Pub Date: March 1st, 1971
ISBN: 0224618458
Publisher: Knopf

The title initials stand first for the hero, Miles Faber, peculiarly orphaned and at twenty ripe for some rite of passage or other. They also truck that other meaning, for Miles' literal passage to the Caribbean island of Castita, to study the little-known poet and artist Sib Legeru, carries him back to an ancestral ring-around of congenital incest, mirror doubles, fated re-enactments and conspiracy. Faber pater had separated the siblings and championed miscegnation to curb the family curse; but by answering a professor's literary riddle, a parody of Oedipus and the Sphinx, Miles sets the old ball in motion again. He inevitably winds up impersonating his twin brother (whom he has helped to kill) and marrying an only slightly better anticipated sister in the — ah, yes — symbolic "perfect round" of a circus ring.
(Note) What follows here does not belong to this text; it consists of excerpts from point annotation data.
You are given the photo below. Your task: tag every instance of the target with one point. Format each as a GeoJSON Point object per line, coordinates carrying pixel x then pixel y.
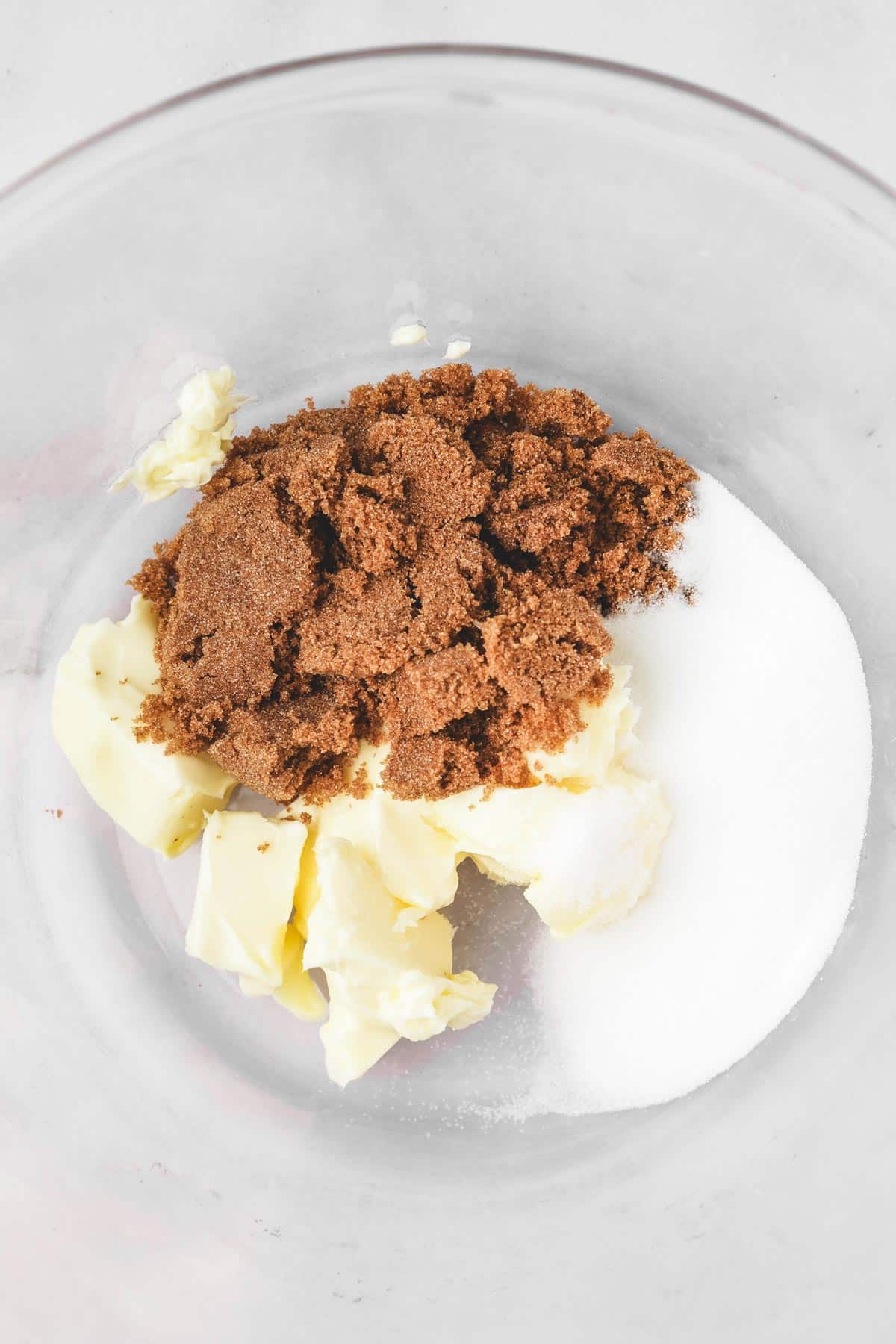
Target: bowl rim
{"type": "Point", "coordinates": [452, 49]}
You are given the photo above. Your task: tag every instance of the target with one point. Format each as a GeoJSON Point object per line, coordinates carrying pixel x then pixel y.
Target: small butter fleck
{"type": "Point", "coordinates": [411, 334]}
{"type": "Point", "coordinates": [457, 349]}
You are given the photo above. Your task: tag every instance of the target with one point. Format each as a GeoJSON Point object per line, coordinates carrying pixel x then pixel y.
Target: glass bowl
{"type": "Point", "coordinates": [172, 1149]}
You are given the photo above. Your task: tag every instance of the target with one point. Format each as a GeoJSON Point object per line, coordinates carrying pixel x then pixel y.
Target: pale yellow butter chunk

He also meets his grandfather, whose style, like Miles', suggests at least literary inbreeding, and discovers that his attraction for the esthetics of Sib Legeru has not been accidental. It's Plautus and Terence by way of Frazier? Joyce? Borges? — heaven knows who else — and its hooting mythic obbligatos are delivered with the familiar prostrating technique. The rationale, in suitable question and answer form, appears to be: ". . . if nature does all the serious work, what is there left for man?" Simple: "We are all God's jongleurs; we play and tumble before His throne for His weary delectation." Burgess does something comparable for his claque and other readers with Olympian patience.